Implicações e benefícios potenciais
Os resultados deste estudo abrem uma gama de possibilidades interessantes para a aplicação da imersão em água fria na vida cotidiana. A melhoria observada na função executiva, particularmente na velocidade de processamento e flexibilidade cognitiva, poderia ter implicações significativas em diversas áreas.
No ambiente de trabalho, por exemplo, estas melhorias poderiam traduzir-se em Maior produtividade e eficiência em tarefas que exigem concentração e mudanças rápidas de foco. Os estudantes também poderiam se beneficiar, melhorando potencialmente sua capacidade de lidar com tarefas complexas e multitarefa durante períodos de estudo intenso.
A redução dos distúrbios do sono é outra descoberta com amplas implicações. Um sono de melhor qualidade está associado a inúmeros benefícios para a saúde, incluindo melhoria da função imunológica, regulação do humor e consolidação da memória. Para aqueles que lutam com problemas de sono, a imersão em água fria pode oferecer uma alternativa natural às intervenções farmacológicas.
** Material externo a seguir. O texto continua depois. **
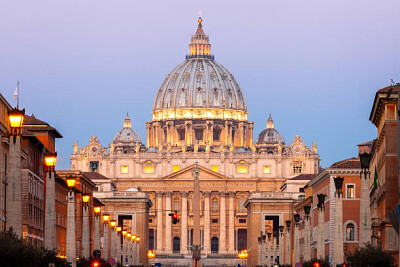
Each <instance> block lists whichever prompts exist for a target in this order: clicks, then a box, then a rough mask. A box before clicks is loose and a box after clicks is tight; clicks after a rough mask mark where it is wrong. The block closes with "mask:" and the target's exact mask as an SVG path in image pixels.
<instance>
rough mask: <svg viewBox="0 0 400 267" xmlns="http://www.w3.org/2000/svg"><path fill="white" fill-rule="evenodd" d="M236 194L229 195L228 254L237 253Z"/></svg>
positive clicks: (233, 253) (233, 192) (232, 253)
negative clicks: (236, 230) (234, 204)
mask: <svg viewBox="0 0 400 267" xmlns="http://www.w3.org/2000/svg"><path fill="white" fill-rule="evenodd" d="M234 197H235V193H234V192H230V193H229V208H228V209H229V224H228V225H229V227H228V238H229V240H228V253H229V254H234V253H235V206H234Z"/></svg>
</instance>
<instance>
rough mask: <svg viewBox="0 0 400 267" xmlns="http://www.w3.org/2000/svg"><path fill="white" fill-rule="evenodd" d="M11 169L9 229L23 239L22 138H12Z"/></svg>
mask: <svg viewBox="0 0 400 267" xmlns="http://www.w3.org/2000/svg"><path fill="white" fill-rule="evenodd" d="M8 162H9V169H8V175H7V176H8V181H7V182H8V185H7V221H6V224H7V229H9V228H10V227H12V228H13V230H14V233H15V234H16V235H17V236H18V237H22V235H23V230H22V170H21V138H20V137H19V136H17V137H15V139H14V137H10V142H9V160H8Z"/></svg>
Além disso, embora não tenha sido medida diretamente neste estudo, a exposição regular ao frio foi associada em pesquisas anteriores a benefícios para a saúde física, como aumento do metabolismo e redução da inflamação. Combinados com as melhorias cognitivas e do sono observadas, estes efeitos podem contribuir para um aumento geral do bem-estar e da qualidade de vida das pessoas.
É importante ressaltar que estes benefícios potenciais foram alcançados com um protocolo de imersão relativamente breve e administrável, sugerindo que a incorporação da imersão em água fria numa rotina semanal pode ser uma estratégia acessível para muitas pessoas que procuram melhorar a sua saúde física e mental.